The Australian Nursing and Midwifery Federation (ANMF) has criticised last night’s budget stating the lack of sustainable funding and real reform for health and aged care. This shows that Prime Minister Scott Morrison has failed to ‘do his job’ to restore and rebuild Australia’s public health system and the private aged care sector.
“Yet again, Mr Morrison has failed to do his job. We’re disappointed that the Budget has let down our critical health and aged workforce.” says ANMF Federal Secretary Annie Butler.
Despite repeated calls from the sector the government has given no indication in the budget that they are willing to increase aged care workers pay, instead opting for modest funding for some preventative health initiatives and increased paid parental leave (PPL) provisions.
“We all know that the failures in care for the elderly are not one-off, exceptional or occasional – they are widespread. We have all seen the heart breaking consequences of the Government’s continued inaction – it simply must not continue.” says ANMF Federal Secretary Annie Butler.
The Aged Care Royal Commission report last year, warned the aged care sector was suffering due to a chronic worker shortage and that those working in the sector were underpaid and undervalued.
Despite being warned about chronic staffing shortages, and in light of the devastating impact of COVID on the sector, this budget from the Morrison Government was more interested in ‘playing politics’ than fixing aged care.

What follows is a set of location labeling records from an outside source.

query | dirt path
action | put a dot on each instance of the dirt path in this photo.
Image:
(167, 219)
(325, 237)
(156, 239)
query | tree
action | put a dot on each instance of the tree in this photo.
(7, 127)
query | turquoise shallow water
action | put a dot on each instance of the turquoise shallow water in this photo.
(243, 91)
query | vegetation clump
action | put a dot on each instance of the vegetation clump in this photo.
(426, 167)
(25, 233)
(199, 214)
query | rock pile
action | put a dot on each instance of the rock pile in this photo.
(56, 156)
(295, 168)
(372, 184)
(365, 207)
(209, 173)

One year into the Government’s five-year ‘reform program’, nothing has improved, in fact the situation according to the ANMF “has only become worse.”

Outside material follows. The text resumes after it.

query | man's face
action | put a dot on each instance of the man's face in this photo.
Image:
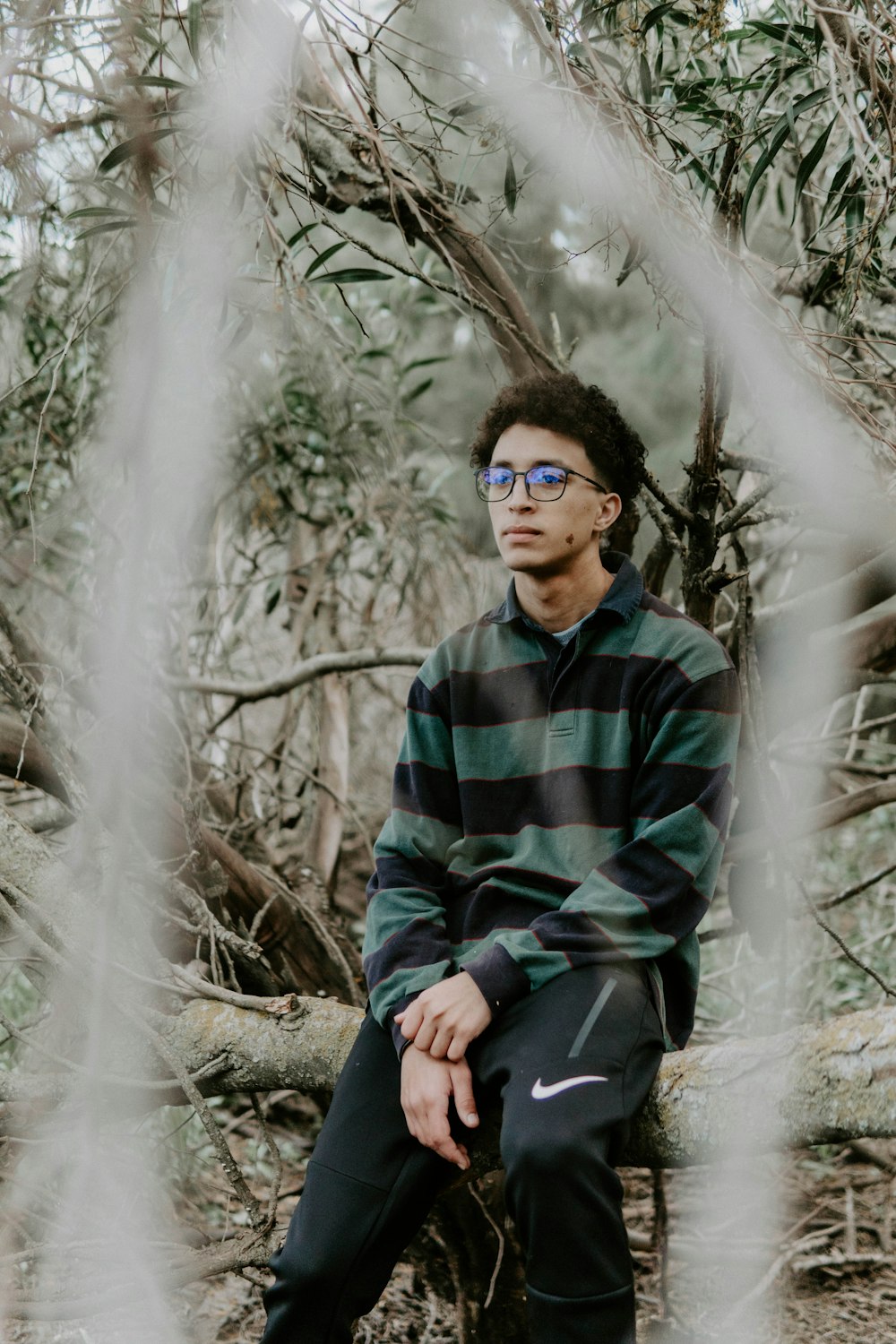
(555, 537)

As ANMF Federal Secretary Annie Butler put it “The Government cannot ignore the plight of nursing home residents, nurses and care workers, by failing to implement the Royal Commission’s key recommendations – safe minimum staffing levels, increased wages for aged care workers and genuine accountability for taxpayers’ money.
“We ask Mr Morrison, how many preventable deaths do there need to be and how many dedicated nurses or aged care workers need to be driven from their jobs before he finally fixes chronic staffing shortages, causing so much pain and suffering in the country’s nursing homes?”
The ANMF is demanding real reform for health and aged care, calling on the Opposition, the Greens and Independents to work with stakeholders and commit to: an increase in funding for public health and maternity systems; fund and legislate mandated staffing ratios in private aged care; improve wages and conditions for the depleted aged care workforce; legislate clear transparency measures to ensure that taxpayer-funds for aged care providers are tied-to direct care; provide equal rights for working women, starting with eradicating the gender pay and superannuation gap and address the health impacts of the climate crisis in Australia and the Pacific Region.